I've had this question on my mind for a while, and I searched around and found a previous question (Should you let your opponent know if they have forgotten to press their clock?) that touched on the subject. In that previous question, it was asked if one should remind one's opponent if they forget to press their clock. The general consensus in the answers seemed to be, yes, remind them - and I always have done so, myself. My question, though, is - at what point do you stop? I've played against a number of opponents who've had the habit of forgetting to press the clock after almost every move. After reminding them the third or fourth time, it starts to get annoying, and it distracts from my own concentration on the game if I have to continually watch to make sure my opponent deals with their clock as they're supposed to. At what point does one just give up, and sit there and let their clock run until they figure it out? At what point is it no longer poor sportsmanship to refrain from warning them? If I've already reminded someone four times in one game to press their clock, does it make me a bad sport if I just sit there without speaking (or gesturing towards the clock, which is what I normally do) and without making a move, and let their clock run out when they do it the fifth time?

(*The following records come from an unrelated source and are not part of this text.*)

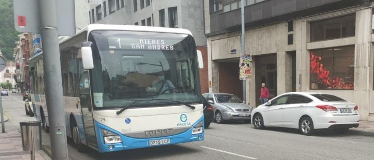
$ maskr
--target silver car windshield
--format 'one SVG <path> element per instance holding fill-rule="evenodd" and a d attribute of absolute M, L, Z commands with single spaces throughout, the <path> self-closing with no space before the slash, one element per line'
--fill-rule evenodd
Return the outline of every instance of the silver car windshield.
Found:
<path fill-rule="evenodd" d="M 243 102 L 236 96 L 233 95 L 216 95 L 215 99 L 217 102 L 218 103 L 242 103 Z"/>

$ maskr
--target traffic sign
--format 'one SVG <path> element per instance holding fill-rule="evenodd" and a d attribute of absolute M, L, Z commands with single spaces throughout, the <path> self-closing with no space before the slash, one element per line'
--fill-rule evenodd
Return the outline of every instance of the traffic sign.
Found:
<path fill-rule="evenodd" d="M 21 32 L 40 33 L 39 0 L 13 0 L 14 27 Z M 74 0 L 56 1 L 58 34 L 75 35 L 75 9 Z M 27 19 L 27 21 L 26 21 Z M 51 26 L 48 26 L 51 27 Z"/>

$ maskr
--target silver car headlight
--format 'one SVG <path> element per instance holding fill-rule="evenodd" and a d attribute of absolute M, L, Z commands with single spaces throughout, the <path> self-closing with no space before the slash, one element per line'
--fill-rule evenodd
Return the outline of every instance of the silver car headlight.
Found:
<path fill-rule="evenodd" d="M 192 131 L 191 133 L 193 135 L 196 135 L 197 134 L 202 133 L 203 131 L 203 122 L 200 122 L 197 125 L 196 125 L 193 128 L 192 128 Z"/>
<path fill-rule="evenodd" d="M 113 144 L 122 142 L 121 137 L 111 132 L 106 129 L 101 129 L 101 132 L 105 144 Z"/>
<path fill-rule="evenodd" d="M 227 110 L 229 112 L 235 112 L 235 111 L 234 111 L 234 110 L 228 107 L 226 107 L 226 110 Z"/>

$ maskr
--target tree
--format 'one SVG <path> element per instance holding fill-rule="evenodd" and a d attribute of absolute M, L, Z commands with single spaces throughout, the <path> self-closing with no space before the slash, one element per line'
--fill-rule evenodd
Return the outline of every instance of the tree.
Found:
<path fill-rule="evenodd" d="M 13 48 L 19 34 L 14 28 L 13 1 L 0 0 L 0 49 L 7 61 L 14 61 Z"/>
<path fill-rule="evenodd" d="M 12 89 L 13 88 L 13 85 L 10 83 L 0 83 L 0 85 L 1 85 L 1 87 L 3 89 Z"/>

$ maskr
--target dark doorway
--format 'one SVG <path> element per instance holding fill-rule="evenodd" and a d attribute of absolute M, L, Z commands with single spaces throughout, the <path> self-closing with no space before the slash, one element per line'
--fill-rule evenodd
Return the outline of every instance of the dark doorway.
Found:
<path fill-rule="evenodd" d="M 242 81 L 239 79 L 239 61 L 218 62 L 220 92 L 233 94 L 243 99 Z"/>
<path fill-rule="evenodd" d="M 256 106 L 261 104 L 261 83 L 264 83 L 269 90 L 270 99 L 277 96 L 277 55 L 276 54 L 254 57 L 255 70 Z"/>
<path fill-rule="evenodd" d="M 291 56 L 291 90 L 296 92 L 296 51 L 288 52 Z"/>

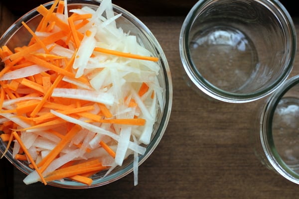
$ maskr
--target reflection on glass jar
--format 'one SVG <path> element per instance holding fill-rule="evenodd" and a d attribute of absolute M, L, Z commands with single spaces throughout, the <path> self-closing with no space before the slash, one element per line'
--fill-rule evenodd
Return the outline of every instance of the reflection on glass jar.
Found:
<path fill-rule="evenodd" d="M 263 163 L 299 184 L 299 75 L 269 98 L 256 124 L 255 152 Z"/>

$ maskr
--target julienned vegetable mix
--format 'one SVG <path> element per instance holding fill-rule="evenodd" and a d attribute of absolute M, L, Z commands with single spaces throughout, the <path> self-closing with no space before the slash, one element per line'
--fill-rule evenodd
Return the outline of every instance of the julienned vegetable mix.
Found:
<path fill-rule="evenodd" d="M 26 184 L 67 178 L 88 185 L 133 154 L 137 185 L 141 144 L 150 143 L 163 103 L 158 59 L 118 27 L 111 0 L 96 10 L 68 13 L 67 6 L 41 5 L 36 30 L 22 23 L 28 45 L 0 49 L 4 153 L 12 147 L 14 158 L 28 161 Z"/>

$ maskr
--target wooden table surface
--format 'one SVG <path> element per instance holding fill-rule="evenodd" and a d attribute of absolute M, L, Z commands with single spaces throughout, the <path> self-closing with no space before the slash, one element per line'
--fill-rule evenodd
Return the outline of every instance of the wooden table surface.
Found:
<path fill-rule="evenodd" d="M 0 34 L 12 22 L 0 3 Z M 140 17 L 155 35 L 171 72 L 173 106 L 167 128 L 151 155 L 133 173 L 103 187 L 82 190 L 41 183 L 0 160 L 0 199 L 294 199 L 299 187 L 263 166 L 253 153 L 251 122 L 258 101 L 213 101 L 199 96 L 182 75 L 178 38 L 184 16 Z M 10 21 L 9 21 L 9 20 Z M 297 30 L 299 21 L 295 19 Z M 298 56 L 297 54 L 297 56 Z M 290 77 L 299 72 L 295 61 Z"/>

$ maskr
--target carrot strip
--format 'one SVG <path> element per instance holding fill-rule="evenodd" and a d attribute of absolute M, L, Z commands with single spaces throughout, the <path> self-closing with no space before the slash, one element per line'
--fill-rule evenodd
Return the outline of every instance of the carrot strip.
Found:
<path fill-rule="evenodd" d="M 30 160 L 33 168 L 34 168 L 35 171 L 36 171 L 36 172 L 37 172 L 37 174 L 40 177 L 40 180 L 41 180 L 41 181 L 43 183 L 44 185 L 46 185 L 47 183 L 46 183 L 46 181 L 45 180 L 45 179 L 44 178 L 43 176 L 42 176 L 41 172 L 40 172 L 40 171 L 39 171 L 39 169 L 38 169 L 38 168 L 36 166 L 36 164 L 35 164 L 35 162 L 34 162 L 34 161 L 32 159 L 31 155 L 30 155 L 30 153 L 29 153 L 29 152 L 28 151 L 28 150 L 25 147 L 25 145 L 23 143 L 23 142 L 22 142 L 21 138 L 19 137 L 18 135 L 17 134 L 17 133 L 16 133 L 16 132 L 15 131 L 13 131 L 11 133 L 11 134 L 13 135 L 13 137 L 14 137 L 14 138 L 15 138 L 16 141 L 17 141 L 17 142 L 18 142 L 19 144 L 20 145 L 20 146 L 21 148 L 22 148 L 22 149 L 23 150 L 23 151 L 24 151 L 24 153 L 25 153 L 25 154 L 28 157 L 28 159 Z"/>
<path fill-rule="evenodd" d="M 64 1 L 62 0 L 59 0 L 59 2 L 58 2 L 58 6 L 57 6 L 57 10 L 56 10 L 56 13 L 63 14 L 64 8 Z"/>
<path fill-rule="evenodd" d="M 68 69 L 68 68 L 70 68 L 72 66 L 73 63 L 74 63 L 74 60 L 75 59 L 75 53 L 74 53 L 74 55 L 73 55 L 72 58 L 71 59 L 71 60 L 70 60 L 70 61 L 69 62 L 68 65 L 67 65 L 67 66 L 66 67 L 65 71 L 67 72 L 67 70 Z M 40 110 L 40 109 L 41 108 L 41 107 L 42 107 L 43 104 L 46 102 L 46 100 L 51 96 L 51 95 L 52 94 L 52 93 L 53 93 L 53 90 L 54 90 L 54 89 L 57 87 L 57 86 L 59 83 L 59 82 L 60 82 L 60 81 L 62 80 L 63 78 L 63 76 L 61 74 L 60 74 L 58 76 L 58 77 L 56 79 L 56 80 L 55 80 L 55 81 L 52 85 L 52 86 L 51 87 L 50 89 L 48 91 L 47 93 L 45 94 L 45 95 L 44 96 L 42 100 L 40 101 L 39 103 L 38 103 L 38 104 L 37 104 L 37 105 L 36 105 L 36 106 L 35 107 L 34 109 L 32 111 L 32 112 L 30 114 L 30 116 L 31 117 L 35 116 L 36 115 L 36 113 L 37 113 L 37 112 L 39 111 L 39 110 Z"/>
<path fill-rule="evenodd" d="M 75 44 L 76 45 L 77 48 L 78 48 L 80 46 L 80 41 L 79 39 L 79 37 L 77 34 L 77 31 L 76 30 L 76 27 L 75 27 L 75 24 L 74 23 L 73 17 L 72 16 L 69 17 L 68 19 L 68 21 L 71 31 L 72 35 L 73 36 L 73 38 L 75 41 Z"/>
<path fill-rule="evenodd" d="M 4 97 L 4 89 L 3 87 L 1 87 L 0 88 L 0 110 L 2 109 L 2 107 L 3 106 Z"/>
<path fill-rule="evenodd" d="M 99 122 L 111 124 L 135 125 L 143 126 L 146 123 L 146 120 L 142 118 L 133 119 L 103 119 L 97 120 Z"/>
<path fill-rule="evenodd" d="M 27 157 L 26 157 L 26 156 L 25 155 L 21 155 L 21 154 L 15 154 L 14 159 L 16 160 L 23 160 L 23 161 L 27 160 Z"/>
<path fill-rule="evenodd" d="M 48 167 L 49 165 L 60 153 L 60 151 L 69 142 L 71 139 L 80 131 L 82 128 L 78 125 L 75 125 L 73 128 L 69 131 L 64 137 L 56 145 L 55 148 L 43 158 L 38 164 L 38 166 L 41 167 L 40 171 L 42 173 Z"/>
<path fill-rule="evenodd" d="M 48 126 L 54 126 L 54 125 L 56 125 L 61 124 L 63 123 L 65 123 L 65 121 L 64 121 L 64 120 L 61 119 L 54 119 L 53 120 L 51 120 L 51 121 L 49 121 L 48 122 L 43 123 L 42 124 L 37 124 L 35 126 L 31 126 L 28 128 L 22 128 L 22 129 L 14 129 L 14 130 L 17 131 L 25 131 L 27 130 L 33 129 L 36 128 L 45 127 L 48 127 Z"/>
<path fill-rule="evenodd" d="M 149 91 L 149 87 L 147 84 L 147 83 L 145 82 L 143 83 L 138 92 L 138 95 L 139 95 L 139 96 L 142 97 L 142 96 L 143 96 L 146 93 L 148 92 L 148 91 Z"/>
<path fill-rule="evenodd" d="M 45 94 L 47 93 L 48 91 L 50 90 L 51 88 L 51 78 L 50 77 L 42 77 L 41 78 L 42 82 L 42 89 L 43 94 Z"/>
<path fill-rule="evenodd" d="M 111 114 L 111 112 L 106 105 L 100 103 L 98 103 L 98 105 L 99 105 L 99 107 L 100 107 L 101 111 L 106 118 L 110 118 L 112 117 L 112 114 Z"/>
<path fill-rule="evenodd" d="M 108 54 L 120 57 L 124 57 L 128 58 L 141 59 L 144 60 L 151 61 L 153 62 L 157 62 L 159 58 L 154 57 L 148 57 L 139 55 L 136 55 L 130 53 L 125 53 L 123 52 L 117 51 L 113 50 L 106 49 L 100 47 L 95 47 L 94 50 L 97 52 L 99 52 L 102 53 Z"/>
<path fill-rule="evenodd" d="M 69 177 L 68 178 L 73 181 L 77 181 L 88 186 L 91 185 L 92 184 L 92 182 L 93 182 L 92 179 L 90 178 L 86 177 L 85 176 L 79 175 L 72 176 Z"/>
<path fill-rule="evenodd" d="M 2 154 L 2 156 L 1 156 L 1 158 L 3 158 L 3 157 L 5 155 L 5 154 L 8 151 L 8 149 L 10 146 L 10 144 L 11 144 L 11 141 L 12 141 L 12 138 L 13 138 L 13 134 L 12 133 L 10 133 L 9 135 L 9 139 L 8 139 L 8 143 L 5 149 L 5 150 L 3 152 L 3 154 Z M 2 138 L 1 138 L 2 139 Z"/>
<path fill-rule="evenodd" d="M 0 138 L 3 142 L 8 142 L 9 140 L 9 138 L 10 137 L 10 135 L 9 134 L 2 133 L 0 135 Z"/>
<path fill-rule="evenodd" d="M 59 112 L 62 114 L 68 115 L 68 114 L 70 114 L 76 113 L 78 113 L 78 112 L 80 112 L 89 111 L 89 110 L 93 110 L 94 108 L 94 107 L 93 105 L 90 105 L 90 106 L 82 106 L 82 107 L 79 107 L 78 108 L 69 109 L 67 109 L 67 110 L 62 110 L 62 111 L 58 110 L 58 111 L 57 111 L 57 112 Z M 47 119 L 51 119 L 53 118 L 56 118 L 56 117 L 57 117 L 57 116 L 56 115 L 54 115 L 53 114 L 52 114 L 50 112 L 49 112 L 48 113 L 46 113 L 46 114 L 42 115 L 42 116 L 40 116 L 38 117 L 35 117 L 35 118 L 33 119 L 33 120 L 37 123 L 40 123 L 40 122 L 42 122 L 47 120 Z"/>
<path fill-rule="evenodd" d="M 59 31 L 53 33 L 51 35 L 46 37 L 41 40 L 42 42 L 47 46 L 49 44 L 52 44 L 56 41 L 60 39 L 65 36 L 65 33 L 63 31 Z M 37 50 L 41 48 L 41 46 L 39 43 L 35 43 L 31 46 L 26 47 L 22 49 L 21 51 L 16 52 L 9 56 L 9 58 L 11 60 L 14 60 L 16 59 L 22 58 L 26 55 L 31 53 L 32 52 L 35 52 Z"/>
<path fill-rule="evenodd" d="M 45 180 L 47 182 L 52 181 L 69 178 L 87 172 L 101 171 L 107 168 L 107 167 L 102 166 L 102 164 L 99 163 L 98 160 L 96 160 L 96 161 L 97 161 L 98 163 L 92 164 L 91 162 L 94 161 L 91 161 L 58 169 L 53 171 L 47 177 L 45 178 Z"/>
<path fill-rule="evenodd" d="M 107 152 L 113 158 L 115 158 L 115 152 L 106 143 L 101 140 L 100 145 L 105 151 Z"/>

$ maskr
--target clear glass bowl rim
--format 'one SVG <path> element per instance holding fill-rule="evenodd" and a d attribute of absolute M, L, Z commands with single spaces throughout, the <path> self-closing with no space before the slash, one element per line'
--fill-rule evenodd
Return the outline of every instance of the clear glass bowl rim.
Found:
<path fill-rule="evenodd" d="M 84 5 L 91 5 L 98 6 L 100 5 L 102 0 L 68 0 L 68 5 L 69 4 L 83 4 Z M 53 3 L 54 1 L 49 1 L 43 4 L 43 5 L 49 8 Z M 164 53 L 158 43 L 157 40 L 148 28 L 140 19 L 125 9 L 113 3 L 114 11 L 117 13 L 122 13 L 123 17 L 129 20 L 137 27 L 138 27 L 140 30 L 142 32 L 148 40 L 156 54 L 156 56 L 159 57 L 159 62 L 161 66 L 161 72 L 163 74 L 163 77 L 164 79 L 165 88 L 163 92 L 165 92 L 165 99 L 164 109 L 162 112 L 161 116 L 160 123 L 159 124 L 157 132 L 155 132 L 154 137 L 151 140 L 150 143 L 147 145 L 147 150 L 145 155 L 140 155 L 139 166 L 140 166 L 144 161 L 150 156 L 150 155 L 154 150 L 158 143 L 160 142 L 165 131 L 169 119 L 171 111 L 172 104 L 172 83 L 170 69 Z M 28 11 L 23 16 L 21 16 L 13 24 L 12 24 L 7 30 L 2 34 L 0 38 L 0 46 L 2 46 L 6 44 L 6 41 L 10 39 L 13 36 L 14 32 L 17 31 L 20 27 L 22 26 L 22 21 L 26 22 L 33 17 L 35 17 L 39 13 L 34 8 Z M 5 150 L 4 144 L 0 140 L 0 151 L 2 153 Z M 32 171 L 32 169 L 21 162 L 21 161 L 16 161 L 12 158 L 11 151 L 8 151 L 4 155 L 5 158 L 17 169 L 27 175 Z M 121 170 L 118 171 L 112 175 L 108 175 L 107 177 L 99 179 L 94 180 L 93 184 L 91 186 L 87 186 L 82 184 L 77 183 L 73 181 L 62 182 L 60 181 L 54 181 L 49 182 L 48 184 L 53 187 L 59 188 L 71 189 L 89 189 L 92 188 L 102 186 L 109 183 L 111 183 L 119 179 L 120 179 L 133 172 L 133 162 L 127 165 Z M 132 183 L 133 183 L 132 182 Z"/>

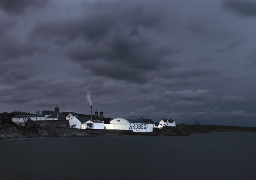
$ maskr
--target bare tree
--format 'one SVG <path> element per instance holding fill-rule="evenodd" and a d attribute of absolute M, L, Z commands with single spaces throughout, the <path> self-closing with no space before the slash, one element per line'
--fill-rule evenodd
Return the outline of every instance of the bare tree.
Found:
<path fill-rule="evenodd" d="M 200 122 L 199 122 L 199 121 L 195 121 L 195 125 L 200 125 Z"/>

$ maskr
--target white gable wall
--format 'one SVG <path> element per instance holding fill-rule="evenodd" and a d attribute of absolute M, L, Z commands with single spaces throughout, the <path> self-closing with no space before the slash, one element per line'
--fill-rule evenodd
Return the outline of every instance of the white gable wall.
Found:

And actually, now that I'm thinking about it - am I actually committing a rules infraction myself, by communicating with my opponent so frequently about their clock? I've always wondered about that, too.

  • you are not required to remind them. taking your attention away from your thinking to monitor their clock is not required. Commented Feb 5, 2020 at 16:08

2 Answers 2


Its a matter of opinion, and much more likely to occur at the beginner or amateur levels of chess.

I believe it is best to show the high levels of sportsmanship and notify them immediately for the first couple of times they forget to press there clock. If they continue to forget to press the clock, start by waiting 1 minute, followed by 2 and 3 etc. … If it's becoming a serious problem and your position (clock and board) is sufficient, I would consider going for a walk to look at other games in attempt to drill the point home.

Drilling deeper into the matter, when players don't press their clock, they are costing yourself and themselves XX seconds from increments and can cause problems when playing games with multi time control periods.

  • 2
    I have seen this twice in the last few months. In both cases, it was the players' first tournament. I found that, after the first time, simply gesturing at the clock with my pen was sufficient (and quiet!).
    – Ghotir
    Commented Jun 30, 2017 at 16:05

If it's in a tournament, you're under no obligation to tell them. They'll learn quickly enough through hard experience. I would liken that to telling them to take back a bad move. In a casual game, good sportsmanship would favor continuing to make some indication that they hadn't punched their clock, but that would be up to you. And I believe you're right that you're not supposed to talk to your opponent in a tournament game anyway.